Boston is beautiful, and historic. I enjoyed it much more than I thought.
First on the bucket list was Harvard. Luckily our friend Joe works for Harvard so on the way into Boston to our hotel, he kindly offered to show us around. This was lucky, as it has leafy-lined streets, gorgeous student accommodation (would put Dunedin flats to shame) small streets and hardly any parking! Joe parked at a parking building you pay for by the year (he comes in 3 times a week) and it was a short walk to the campus.
We heard about John Harvard – founder in 1600’s. Yes it is that old! He set up a library and then it grew into a school and from there …. 13 faculties spread out. It was a lovely feeling walking through – old trees, old buildings with so much history behind each one.
The statue of John Harvard is very photographed – app. Students kiss his shoes for good luck (note how shiny his feet are!) except the rival MIT (think engineer Howard from Big Bang Theory went there) students came and wee –ed on it!












After our tour we went with Joe into the Harvard Museum of Natural History. This was full of donations and collections from the past 300 years. Even some Maori patu (clubs). Very fascinating place.
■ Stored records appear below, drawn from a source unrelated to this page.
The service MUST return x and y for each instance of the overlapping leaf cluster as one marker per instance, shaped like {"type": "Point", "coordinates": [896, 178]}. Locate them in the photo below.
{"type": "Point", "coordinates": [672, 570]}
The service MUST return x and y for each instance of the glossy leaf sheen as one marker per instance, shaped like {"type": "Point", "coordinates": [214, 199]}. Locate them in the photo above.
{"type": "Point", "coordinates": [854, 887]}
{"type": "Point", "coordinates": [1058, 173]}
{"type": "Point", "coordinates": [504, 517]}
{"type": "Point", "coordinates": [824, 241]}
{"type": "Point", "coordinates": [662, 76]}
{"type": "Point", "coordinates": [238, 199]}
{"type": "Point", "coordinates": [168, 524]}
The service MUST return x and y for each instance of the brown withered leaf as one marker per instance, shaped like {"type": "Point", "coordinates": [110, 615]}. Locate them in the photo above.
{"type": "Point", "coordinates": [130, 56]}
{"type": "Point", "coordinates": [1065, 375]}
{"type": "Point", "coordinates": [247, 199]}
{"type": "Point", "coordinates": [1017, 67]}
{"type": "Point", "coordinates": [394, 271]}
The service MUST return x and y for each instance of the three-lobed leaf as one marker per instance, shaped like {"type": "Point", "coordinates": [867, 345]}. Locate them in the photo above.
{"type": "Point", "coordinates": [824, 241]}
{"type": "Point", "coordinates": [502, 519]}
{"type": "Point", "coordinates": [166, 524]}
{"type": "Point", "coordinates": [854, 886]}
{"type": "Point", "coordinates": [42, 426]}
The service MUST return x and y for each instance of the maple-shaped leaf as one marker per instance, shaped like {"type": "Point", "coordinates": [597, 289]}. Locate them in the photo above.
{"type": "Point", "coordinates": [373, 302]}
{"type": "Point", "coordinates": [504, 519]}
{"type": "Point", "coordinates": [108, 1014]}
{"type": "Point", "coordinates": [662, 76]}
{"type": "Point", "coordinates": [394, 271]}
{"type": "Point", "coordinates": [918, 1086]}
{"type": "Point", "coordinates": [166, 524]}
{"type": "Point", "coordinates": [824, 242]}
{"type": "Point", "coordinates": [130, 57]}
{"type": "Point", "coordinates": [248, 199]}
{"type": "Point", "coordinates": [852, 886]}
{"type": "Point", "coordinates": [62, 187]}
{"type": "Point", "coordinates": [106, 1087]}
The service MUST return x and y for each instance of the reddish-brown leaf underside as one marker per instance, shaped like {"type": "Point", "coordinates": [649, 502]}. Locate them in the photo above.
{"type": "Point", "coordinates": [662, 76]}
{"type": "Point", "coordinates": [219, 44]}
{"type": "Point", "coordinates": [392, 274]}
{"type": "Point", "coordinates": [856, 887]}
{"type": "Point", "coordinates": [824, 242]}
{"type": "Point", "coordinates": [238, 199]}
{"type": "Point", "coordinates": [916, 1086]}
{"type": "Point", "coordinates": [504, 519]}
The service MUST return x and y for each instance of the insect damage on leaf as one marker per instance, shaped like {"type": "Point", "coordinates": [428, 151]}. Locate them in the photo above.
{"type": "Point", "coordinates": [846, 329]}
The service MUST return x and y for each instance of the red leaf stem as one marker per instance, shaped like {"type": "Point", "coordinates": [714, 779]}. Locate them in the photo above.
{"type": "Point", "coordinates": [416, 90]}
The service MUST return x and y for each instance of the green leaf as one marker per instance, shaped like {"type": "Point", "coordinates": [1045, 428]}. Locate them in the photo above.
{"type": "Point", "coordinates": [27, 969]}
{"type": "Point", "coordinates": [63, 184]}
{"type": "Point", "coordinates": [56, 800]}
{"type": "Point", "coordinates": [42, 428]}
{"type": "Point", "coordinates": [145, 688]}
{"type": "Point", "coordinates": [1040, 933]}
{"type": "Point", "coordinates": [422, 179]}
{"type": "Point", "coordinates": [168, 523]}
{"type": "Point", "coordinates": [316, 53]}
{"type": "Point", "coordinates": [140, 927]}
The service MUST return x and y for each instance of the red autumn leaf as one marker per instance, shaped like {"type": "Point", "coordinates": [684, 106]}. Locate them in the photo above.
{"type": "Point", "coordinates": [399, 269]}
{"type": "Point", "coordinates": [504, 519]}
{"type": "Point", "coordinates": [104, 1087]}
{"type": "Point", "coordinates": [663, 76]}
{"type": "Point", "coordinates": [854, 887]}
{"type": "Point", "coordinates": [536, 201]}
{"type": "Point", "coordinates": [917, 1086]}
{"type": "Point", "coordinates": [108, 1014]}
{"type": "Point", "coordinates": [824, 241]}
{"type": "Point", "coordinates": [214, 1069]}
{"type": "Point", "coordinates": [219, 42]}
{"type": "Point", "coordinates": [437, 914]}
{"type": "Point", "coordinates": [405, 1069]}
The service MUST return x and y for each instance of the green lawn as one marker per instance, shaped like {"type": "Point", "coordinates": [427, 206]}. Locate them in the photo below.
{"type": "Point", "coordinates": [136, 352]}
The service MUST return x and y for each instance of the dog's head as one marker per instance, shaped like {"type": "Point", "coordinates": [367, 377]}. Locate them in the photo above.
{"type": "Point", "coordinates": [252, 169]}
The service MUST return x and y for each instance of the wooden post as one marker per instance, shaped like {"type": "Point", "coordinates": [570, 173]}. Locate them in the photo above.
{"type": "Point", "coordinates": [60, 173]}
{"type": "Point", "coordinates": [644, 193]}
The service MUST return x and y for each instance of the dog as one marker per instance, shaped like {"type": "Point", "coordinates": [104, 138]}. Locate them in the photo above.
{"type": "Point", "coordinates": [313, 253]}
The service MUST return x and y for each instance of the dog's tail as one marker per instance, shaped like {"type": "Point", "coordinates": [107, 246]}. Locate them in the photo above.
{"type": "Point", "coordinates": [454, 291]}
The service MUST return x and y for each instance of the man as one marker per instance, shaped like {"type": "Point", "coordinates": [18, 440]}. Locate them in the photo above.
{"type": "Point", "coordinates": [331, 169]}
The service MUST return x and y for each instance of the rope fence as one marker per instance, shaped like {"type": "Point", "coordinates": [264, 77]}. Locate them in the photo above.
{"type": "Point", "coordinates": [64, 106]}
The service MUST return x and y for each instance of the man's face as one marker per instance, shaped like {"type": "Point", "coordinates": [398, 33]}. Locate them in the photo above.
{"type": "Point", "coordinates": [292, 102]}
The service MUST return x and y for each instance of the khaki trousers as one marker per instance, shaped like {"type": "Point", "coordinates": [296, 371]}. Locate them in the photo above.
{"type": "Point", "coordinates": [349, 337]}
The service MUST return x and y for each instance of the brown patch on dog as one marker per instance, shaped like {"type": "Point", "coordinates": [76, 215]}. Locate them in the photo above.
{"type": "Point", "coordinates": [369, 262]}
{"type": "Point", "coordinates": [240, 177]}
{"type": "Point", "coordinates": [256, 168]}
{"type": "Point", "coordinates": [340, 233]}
Thanks so much to Joe for giving us his time and patience for putting up with my endless questions!
Day 1 – was hop on off bus day. Glorious day weather wise (26C) – we got off at Boston Common and then walked 4 kilometeres of the ‘Freedom Trail’. This is a case of follow the red brick line – and goes through and pass some of the historic places in old-town Boston with a book you pick up and read about what happened at each place! A great way of discovering and taking you time as well. I learnt so much more about the American revolution (this was where it all started). You even go over a bridge over the Charles river to  Charlestown (lovely up-market suburb) with boat yards etc.
Obviously all this walking tired me out! So back on the hop –on-off bus back to the hotel. (This hotel is attached to a huge up-market mall where you can buy anything at top prices – no sales!)
Later in the afternoon, back on the bus to the pier/wharf area for a drink at an outdoor bar, then dinner and then to a ‘Ghost and graveyards’ scary tour!. You hopped on a trolley with all these people dressed up as actual dead people who gave you their scary stories (all gruesome stories). We stopped at 2 graveyards (they have locks to unlock as it is dark, no lights – just an old lantern!) and tell stories about some darstardly people buried there, and how they died – pretty awful! ) it was really funny (believe it or not!). Did you know in one graveyard there were 3000 graves, but only 2000 gravestones (some were taken for foundations of nearby houses, or for cooking stones!). Then bodies got taken by grave robbers- and then to save space they buried bodies on top of each other (5 deep).
Day 2 – another hop on off bus day. This time we stopped off at the Boston Tea Party ship and museum and went for a tour. This was fantastic. The actors had you act out all of what went on to cause the locals to get upset at taxes with out representation- and decide to dress up as Red Indians  and dump the tea into the harbour rather than pay taxes. Great tour.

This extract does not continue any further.